The DVD/CD, produced on a shoe string budget (more like the threadbare shoe string off a homeless bum) is an absolute masterpiece of satirical self-deprecation that echoes the shattered heart, tortured soul and cracked insights of Louis C.K’s award-winning FX series, Louie. “How about the Doug Stanhope suicide episode of Louie?” he vibrates. “I ran into Artie Lange from the Stern show a couple months after that aired – Artie who tried to kill himself! Know what he says to me? ‘You think I got a lawsuit there?’”
Shot at the “shittiest” place he could conjure in his 20-year-asphalt-tested imagination, Craig took his cameraman/producer/penniless sidekick, Aaron Anderson, to Dave’s of Milton, a burned out but beloved hole-in-the-wall diner/bar located (well) outside Seattle, Washington, where stand up comics galore have gone for decades to test their material on the easily amused and endlessly forgiving blue collar patrons. “The material on the DVD and CD was developed from night after night of near empty rooms in shit hole bars and comedy dives,” confesses Craig. “And now it’s been turned into my dream comes true! I am proud, ecstatic and terrified – but a good kind of terror.”
Craig spent several years in Seattle. He loves the northwest villagers and they love him, from the drunks at Dave’s to the grunge rock legends like Pearl Jam’s Mike McCready who has a hilarious cameo on the DVD; and Alice in Chains’ Jerry Cantrell and Sean Kinney who lend their fractured personalities to several news blackouts on the CD, hearkening George Carlin’s post 60s hippy dippy weatherman.
Craig Gass hasn’t cultivated his steady, professional ascension via influence peddling or favors from superstar friends. On the contrary, he’s resisted walking through doors blown wide open by immensely powerful figures like his comic mentor and hero. “When I first started doing standup, I snuck backstage to see George at the Temple Theater in Tacoma,” he remembers. “His long time opening act, Dennis Blair, introduced us. Said, ‘George, you got to hear this kid’s Sam Kinison.’ He started laughing and said to me, ‘You’re a very talented and funny guy,’ then ran off to do his show. I called a buddy and started crying on the phone. That night began a friendship that lasted until the day he died. George offered to help me with my career many times. But I wanted to learn from him not take advantage of his influence. He was my greatest mentor, a father figure who never stopped imparting wisdom on comedy, people and life.”
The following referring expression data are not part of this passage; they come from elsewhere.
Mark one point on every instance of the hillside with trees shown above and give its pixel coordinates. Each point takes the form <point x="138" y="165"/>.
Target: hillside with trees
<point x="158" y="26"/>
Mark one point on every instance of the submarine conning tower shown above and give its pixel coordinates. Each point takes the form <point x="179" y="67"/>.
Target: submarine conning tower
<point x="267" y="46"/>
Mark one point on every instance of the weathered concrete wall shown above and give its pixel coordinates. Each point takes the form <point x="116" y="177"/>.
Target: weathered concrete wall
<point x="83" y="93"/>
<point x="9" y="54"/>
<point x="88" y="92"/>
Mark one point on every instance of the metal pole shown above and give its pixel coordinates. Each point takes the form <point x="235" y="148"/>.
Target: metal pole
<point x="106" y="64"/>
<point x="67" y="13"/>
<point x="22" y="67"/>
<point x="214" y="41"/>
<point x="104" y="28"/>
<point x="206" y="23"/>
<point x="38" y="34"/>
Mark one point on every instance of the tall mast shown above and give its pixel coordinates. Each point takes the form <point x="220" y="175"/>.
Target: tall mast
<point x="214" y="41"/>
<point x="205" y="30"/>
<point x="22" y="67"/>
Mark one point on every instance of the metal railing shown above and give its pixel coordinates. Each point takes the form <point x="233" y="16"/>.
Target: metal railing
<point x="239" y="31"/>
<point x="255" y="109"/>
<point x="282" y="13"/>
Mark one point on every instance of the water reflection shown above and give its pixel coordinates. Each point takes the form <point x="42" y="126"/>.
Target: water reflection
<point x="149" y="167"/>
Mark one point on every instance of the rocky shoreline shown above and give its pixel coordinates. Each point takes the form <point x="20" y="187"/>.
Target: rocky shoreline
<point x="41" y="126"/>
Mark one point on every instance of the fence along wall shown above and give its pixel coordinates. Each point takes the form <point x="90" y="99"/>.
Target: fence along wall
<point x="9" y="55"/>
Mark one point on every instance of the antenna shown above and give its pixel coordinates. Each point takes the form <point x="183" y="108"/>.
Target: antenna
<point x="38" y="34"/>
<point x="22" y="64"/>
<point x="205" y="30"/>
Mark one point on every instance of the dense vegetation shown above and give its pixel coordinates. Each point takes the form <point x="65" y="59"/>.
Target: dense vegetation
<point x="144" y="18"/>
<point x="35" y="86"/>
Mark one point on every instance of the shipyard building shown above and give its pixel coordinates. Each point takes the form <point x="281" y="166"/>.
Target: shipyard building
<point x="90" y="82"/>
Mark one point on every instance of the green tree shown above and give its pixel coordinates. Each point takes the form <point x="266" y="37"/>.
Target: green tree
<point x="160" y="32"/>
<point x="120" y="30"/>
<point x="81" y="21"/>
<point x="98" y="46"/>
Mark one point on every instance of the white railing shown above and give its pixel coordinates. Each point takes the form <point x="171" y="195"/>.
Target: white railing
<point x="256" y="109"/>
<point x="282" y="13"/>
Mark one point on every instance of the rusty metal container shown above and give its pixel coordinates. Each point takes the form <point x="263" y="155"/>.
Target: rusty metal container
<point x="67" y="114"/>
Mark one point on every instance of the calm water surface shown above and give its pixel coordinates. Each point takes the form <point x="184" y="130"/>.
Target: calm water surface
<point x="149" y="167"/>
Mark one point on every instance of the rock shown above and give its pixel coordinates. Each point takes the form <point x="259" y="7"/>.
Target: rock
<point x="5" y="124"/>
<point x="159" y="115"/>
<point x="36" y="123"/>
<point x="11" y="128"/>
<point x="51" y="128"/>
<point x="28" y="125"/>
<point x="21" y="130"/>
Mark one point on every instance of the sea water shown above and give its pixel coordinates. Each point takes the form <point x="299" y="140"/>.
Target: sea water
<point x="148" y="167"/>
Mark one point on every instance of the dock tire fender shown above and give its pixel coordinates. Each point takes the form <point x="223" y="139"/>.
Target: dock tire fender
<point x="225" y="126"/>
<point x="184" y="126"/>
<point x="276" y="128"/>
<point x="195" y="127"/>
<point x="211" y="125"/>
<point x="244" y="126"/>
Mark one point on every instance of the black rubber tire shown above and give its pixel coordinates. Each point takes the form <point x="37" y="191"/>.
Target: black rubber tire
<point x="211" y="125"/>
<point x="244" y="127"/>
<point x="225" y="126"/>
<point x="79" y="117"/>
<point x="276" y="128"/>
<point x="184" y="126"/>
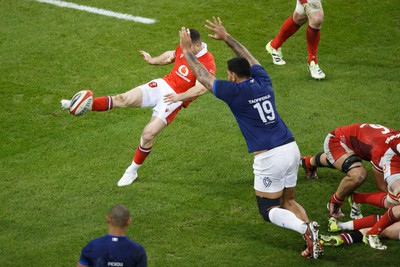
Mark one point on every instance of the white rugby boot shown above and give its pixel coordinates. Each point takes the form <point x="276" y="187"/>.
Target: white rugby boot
<point x="316" y="71"/>
<point x="65" y="104"/>
<point x="129" y="176"/>
<point x="374" y="242"/>
<point x="277" y="56"/>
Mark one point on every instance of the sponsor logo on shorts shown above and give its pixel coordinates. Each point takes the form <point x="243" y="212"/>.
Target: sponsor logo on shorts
<point x="267" y="182"/>
<point x="153" y="84"/>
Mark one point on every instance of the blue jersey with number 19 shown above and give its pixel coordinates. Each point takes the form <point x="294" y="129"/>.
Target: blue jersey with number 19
<point x="252" y="102"/>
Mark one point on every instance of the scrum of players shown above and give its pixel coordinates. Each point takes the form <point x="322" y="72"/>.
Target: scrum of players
<point x="345" y="149"/>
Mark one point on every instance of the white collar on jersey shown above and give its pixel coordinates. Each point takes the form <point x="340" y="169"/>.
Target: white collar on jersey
<point x="203" y="50"/>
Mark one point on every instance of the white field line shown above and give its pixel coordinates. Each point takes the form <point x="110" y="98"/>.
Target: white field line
<point x="99" y="11"/>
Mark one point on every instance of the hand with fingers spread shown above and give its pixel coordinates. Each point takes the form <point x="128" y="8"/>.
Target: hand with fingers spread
<point x="171" y="98"/>
<point x="185" y="40"/>
<point x="219" y="31"/>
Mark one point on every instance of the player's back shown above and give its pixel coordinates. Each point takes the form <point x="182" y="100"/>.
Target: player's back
<point x="369" y="141"/>
<point x="112" y="250"/>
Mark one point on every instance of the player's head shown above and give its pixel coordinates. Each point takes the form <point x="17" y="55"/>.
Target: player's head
<point x="238" y="67"/>
<point x="119" y="216"/>
<point x="196" y="41"/>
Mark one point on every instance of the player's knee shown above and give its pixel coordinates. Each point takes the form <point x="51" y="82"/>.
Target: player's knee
<point x="148" y="136"/>
<point x="121" y="100"/>
<point x="265" y="205"/>
<point x="352" y="162"/>
<point x="358" y="173"/>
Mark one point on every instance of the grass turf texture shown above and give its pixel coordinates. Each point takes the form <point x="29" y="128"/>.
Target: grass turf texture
<point x="193" y="203"/>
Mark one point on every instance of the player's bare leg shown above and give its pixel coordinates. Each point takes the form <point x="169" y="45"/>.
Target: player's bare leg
<point x="355" y="178"/>
<point x="131" y="98"/>
<point x="150" y="132"/>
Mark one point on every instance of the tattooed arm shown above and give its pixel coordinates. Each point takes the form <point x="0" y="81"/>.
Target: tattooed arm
<point x="201" y="73"/>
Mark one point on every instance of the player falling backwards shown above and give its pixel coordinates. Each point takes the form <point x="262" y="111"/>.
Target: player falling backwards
<point x="250" y="96"/>
<point x="151" y="94"/>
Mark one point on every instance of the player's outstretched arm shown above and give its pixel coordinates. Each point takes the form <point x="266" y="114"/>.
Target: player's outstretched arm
<point x="201" y="73"/>
<point x="221" y="34"/>
<point x="163" y="59"/>
<point x="193" y="92"/>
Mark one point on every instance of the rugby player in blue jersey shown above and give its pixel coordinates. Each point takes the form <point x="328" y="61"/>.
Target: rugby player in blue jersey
<point x="250" y="96"/>
<point x="114" y="248"/>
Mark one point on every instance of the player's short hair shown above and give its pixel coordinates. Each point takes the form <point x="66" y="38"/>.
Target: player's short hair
<point x="119" y="216"/>
<point x="195" y="36"/>
<point x="240" y="66"/>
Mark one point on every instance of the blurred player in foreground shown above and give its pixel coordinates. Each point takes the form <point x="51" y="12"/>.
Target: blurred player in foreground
<point x="115" y="248"/>
<point x="306" y="10"/>
<point x="250" y="96"/>
<point x="151" y="94"/>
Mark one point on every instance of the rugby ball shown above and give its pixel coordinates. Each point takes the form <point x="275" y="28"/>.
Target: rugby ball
<point x="81" y="103"/>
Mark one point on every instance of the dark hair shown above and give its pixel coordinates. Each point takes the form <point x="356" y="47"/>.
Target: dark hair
<point x="240" y="66"/>
<point x="195" y="36"/>
<point x="119" y="216"/>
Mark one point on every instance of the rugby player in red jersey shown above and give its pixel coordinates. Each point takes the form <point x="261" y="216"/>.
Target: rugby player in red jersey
<point x="151" y="94"/>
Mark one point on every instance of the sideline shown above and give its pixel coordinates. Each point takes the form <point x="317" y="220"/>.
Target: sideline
<point x="99" y="11"/>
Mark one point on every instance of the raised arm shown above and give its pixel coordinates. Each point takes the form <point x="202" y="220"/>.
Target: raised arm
<point x="201" y="73"/>
<point x="163" y="59"/>
<point x="221" y="34"/>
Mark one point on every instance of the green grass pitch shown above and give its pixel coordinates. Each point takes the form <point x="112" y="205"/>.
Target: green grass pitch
<point x="193" y="203"/>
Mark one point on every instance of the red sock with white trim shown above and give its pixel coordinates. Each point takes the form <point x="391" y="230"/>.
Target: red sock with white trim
<point x="287" y="30"/>
<point x="386" y="220"/>
<point x="312" y="37"/>
<point x="337" y="200"/>
<point x="102" y="103"/>
<point x="376" y="198"/>
<point x="366" y="222"/>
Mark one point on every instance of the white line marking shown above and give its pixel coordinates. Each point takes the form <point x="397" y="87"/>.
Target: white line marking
<point x="99" y="11"/>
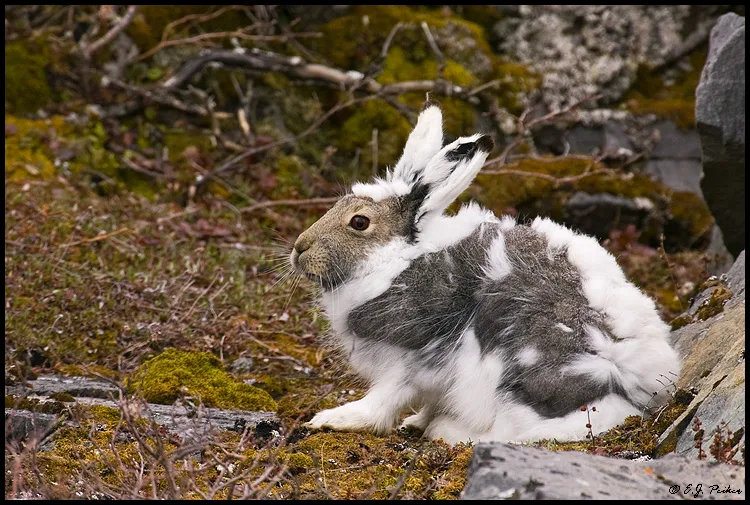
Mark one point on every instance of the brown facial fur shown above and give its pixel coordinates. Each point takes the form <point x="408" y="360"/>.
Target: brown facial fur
<point x="330" y="249"/>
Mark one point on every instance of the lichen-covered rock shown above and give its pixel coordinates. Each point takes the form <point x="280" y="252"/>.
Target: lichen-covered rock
<point x="720" y="117"/>
<point x="582" y="50"/>
<point x="503" y="471"/>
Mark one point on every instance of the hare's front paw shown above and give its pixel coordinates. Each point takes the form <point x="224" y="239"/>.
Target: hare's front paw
<point x="352" y="416"/>
<point x="420" y="420"/>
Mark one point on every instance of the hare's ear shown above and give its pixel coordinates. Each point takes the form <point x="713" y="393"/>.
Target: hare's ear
<point x="449" y="173"/>
<point x="423" y="144"/>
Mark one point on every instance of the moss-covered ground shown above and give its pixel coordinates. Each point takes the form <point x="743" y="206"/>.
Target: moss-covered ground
<point x="117" y="266"/>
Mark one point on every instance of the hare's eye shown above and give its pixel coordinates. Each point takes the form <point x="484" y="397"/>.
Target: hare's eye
<point x="359" y="223"/>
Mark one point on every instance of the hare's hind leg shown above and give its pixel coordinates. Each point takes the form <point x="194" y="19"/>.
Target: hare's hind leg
<point x="452" y="431"/>
<point x="378" y="411"/>
<point x="421" y="419"/>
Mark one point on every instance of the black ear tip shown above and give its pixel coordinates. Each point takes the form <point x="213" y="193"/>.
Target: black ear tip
<point x="429" y="103"/>
<point x="485" y="144"/>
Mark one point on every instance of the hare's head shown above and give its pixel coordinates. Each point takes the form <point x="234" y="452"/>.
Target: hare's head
<point x="426" y="179"/>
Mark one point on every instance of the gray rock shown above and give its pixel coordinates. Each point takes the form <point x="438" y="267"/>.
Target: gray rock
<point x="677" y="174"/>
<point x="585" y="140"/>
<point x="193" y="423"/>
<point x="242" y="365"/>
<point x="676" y="143"/>
<point x="736" y="276"/>
<point x="597" y="214"/>
<point x="46" y="385"/>
<point x="615" y="138"/>
<point x="186" y="421"/>
<point x="504" y="471"/>
<point x="713" y="366"/>
<point x="719" y="259"/>
<point x="22" y="424"/>
<point x="579" y="50"/>
<point x="720" y="118"/>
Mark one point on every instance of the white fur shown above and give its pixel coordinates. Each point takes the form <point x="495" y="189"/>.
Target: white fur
<point x="457" y="398"/>
<point x="381" y="189"/>
<point x="449" y="182"/>
<point x="498" y="264"/>
<point x="528" y="356"/>
<point x="640" y="356"/>
<point x="443" y="231"/>
<point x="423" y="144"/>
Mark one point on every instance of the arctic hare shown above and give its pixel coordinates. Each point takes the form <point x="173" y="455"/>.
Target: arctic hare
<point x="490" y="329"/>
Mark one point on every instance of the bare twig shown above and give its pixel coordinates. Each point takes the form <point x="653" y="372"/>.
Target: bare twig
<point x="239" y="34"/>
<point x="97" y="238"/>
<point x="88" y="50"/>
<point x="524" y="127"/>
<point x="374" y="144"/>
<point x="290" y="203"/>
<point x="249" y="152"/>
<point x="435" y="49"/>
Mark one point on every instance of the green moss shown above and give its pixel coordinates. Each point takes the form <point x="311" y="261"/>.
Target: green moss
<point x="498" y="192"/>
<point x="689" y="208"/>
<point x="634" y="435"/>
<point x="680" y="321"/>
<point x="174" y="373"/>
<point x="361" y="465"/>
<point x="94" y="371"/>
<point x="26" y="87"/>
<point x="714" y="305"/>
<point x="296" y="461"/>
<point x="356" y="132"/>
<point x="62" y="397"/>
<point x="27" y="155"/>
<point x="148" y="25"/>
<point x="34" y="405"/>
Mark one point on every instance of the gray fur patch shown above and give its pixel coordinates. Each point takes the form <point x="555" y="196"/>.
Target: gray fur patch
<point x="539" y="304"/>
<point x="429" y="303"/>
<point x="526" y="309"/>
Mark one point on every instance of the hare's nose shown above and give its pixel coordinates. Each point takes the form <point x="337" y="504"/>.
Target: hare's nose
<point x="302" y="245"/>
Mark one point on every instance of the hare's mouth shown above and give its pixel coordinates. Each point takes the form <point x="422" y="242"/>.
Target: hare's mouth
<point x="315" y="278"/>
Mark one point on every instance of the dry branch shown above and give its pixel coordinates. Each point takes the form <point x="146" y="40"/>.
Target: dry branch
<point x="291" y="203"/>
<point x="88" y="50"/>
<point x="265" y="61"/>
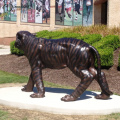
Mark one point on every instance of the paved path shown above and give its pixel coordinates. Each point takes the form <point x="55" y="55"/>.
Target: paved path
<point x="85" y="105"/>
<point x="4" y="50"/>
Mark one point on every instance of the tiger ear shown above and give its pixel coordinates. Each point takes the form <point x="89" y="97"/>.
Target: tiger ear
<point x="23" y="36"/>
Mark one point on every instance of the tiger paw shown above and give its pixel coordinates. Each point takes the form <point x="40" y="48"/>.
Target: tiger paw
<point x="25" y="89"/>
<point x="102" y="96"/>
<point x="37" y="95"/>
<point x="68" y="98"/>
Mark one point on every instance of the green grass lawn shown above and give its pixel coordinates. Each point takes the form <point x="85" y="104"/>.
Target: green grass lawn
<point x="13" y="78"/>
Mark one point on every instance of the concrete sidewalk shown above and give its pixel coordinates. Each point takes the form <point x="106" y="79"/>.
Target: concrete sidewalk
<point x="4" y="50"/>
<point x="51" y="103"/>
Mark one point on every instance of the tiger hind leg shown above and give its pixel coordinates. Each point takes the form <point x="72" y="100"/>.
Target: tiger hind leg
<point x="86" y="79"/>
<point x="105" y="94"/>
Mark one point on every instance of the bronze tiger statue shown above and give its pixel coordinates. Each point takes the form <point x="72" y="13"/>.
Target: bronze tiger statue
<point x="75" y="54"/>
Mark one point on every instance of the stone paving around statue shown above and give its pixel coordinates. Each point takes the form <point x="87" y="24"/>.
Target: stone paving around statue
<point x="51" y="103"/>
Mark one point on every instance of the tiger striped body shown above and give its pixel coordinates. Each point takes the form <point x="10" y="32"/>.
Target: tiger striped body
<point x="75" y="54"/>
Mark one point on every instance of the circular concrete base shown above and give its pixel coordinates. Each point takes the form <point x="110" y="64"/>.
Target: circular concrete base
<point x="85" y="105"/>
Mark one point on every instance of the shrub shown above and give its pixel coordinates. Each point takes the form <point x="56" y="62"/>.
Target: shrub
<point x="119" y="62"/>
<point x="15" y="50"/>
<point x="106" y="57"/>
<point x="57" y="34"/>
<point x="110" y="41"/>
<point x="91" y="38"/>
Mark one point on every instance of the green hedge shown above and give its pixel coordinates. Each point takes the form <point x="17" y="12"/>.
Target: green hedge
<point x="110" y="41"/>
<point x="119" y="62"/>
<point x="91" y="38"/>
<point x="15" y="50"/>
<point x="57" y="34"/>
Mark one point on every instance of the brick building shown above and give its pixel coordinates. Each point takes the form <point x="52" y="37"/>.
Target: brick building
<point x="37" y="15"/>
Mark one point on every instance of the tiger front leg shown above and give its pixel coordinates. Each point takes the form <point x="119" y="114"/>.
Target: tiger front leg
<point x="105" y="94"/>
<point x="37" y="78"/>
<point x="30" y="85"/>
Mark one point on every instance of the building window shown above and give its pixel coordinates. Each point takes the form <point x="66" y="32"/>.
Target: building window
<point x="35" y="11"/>
<point x="74" y="12"/>
<point x="8" y="10"/>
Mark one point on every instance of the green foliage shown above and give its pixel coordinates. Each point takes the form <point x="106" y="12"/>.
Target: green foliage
<point x="119" y="61"/>
<point x="15" y="50"/>
<point x="106" y="55"/>
<point x="57" y="34"/>
<point x="91" y="38"/>
<point x="110" y="41"/>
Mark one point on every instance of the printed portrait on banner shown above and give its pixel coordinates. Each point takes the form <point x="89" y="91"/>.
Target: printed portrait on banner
<point x="13" y="10"/>
<point x="24" y="6"/>
<point x="88" y="12"/>
<point x="31" y="11"/>
<point x="1" y="9"/>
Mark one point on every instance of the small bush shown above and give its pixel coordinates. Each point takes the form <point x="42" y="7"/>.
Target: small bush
<point x="106" y="57"/>
<point x="110" y="41"/>
<point x="119" y="62"/>
<point x="91" y="38"/>
<point x="57" y="35"/>
<point x="15" y="50"/>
Craig Gass will make you laugh, weep, choke, recoil and most importantly, recognize that the faults, flaws and freaky behavior that we all posses, do not define us but rather, unite us. “We all have way more in common than we do that divides us,” he delivers as the Dave’s crowd prepares to depart their favorite shit hole post performance. It’s the perfect postscript for a funny man standing at the crossroads of superstardom – or sitting on the bus stop of professional oblivion. Either way, we’ll be right up front, cheering and jeering.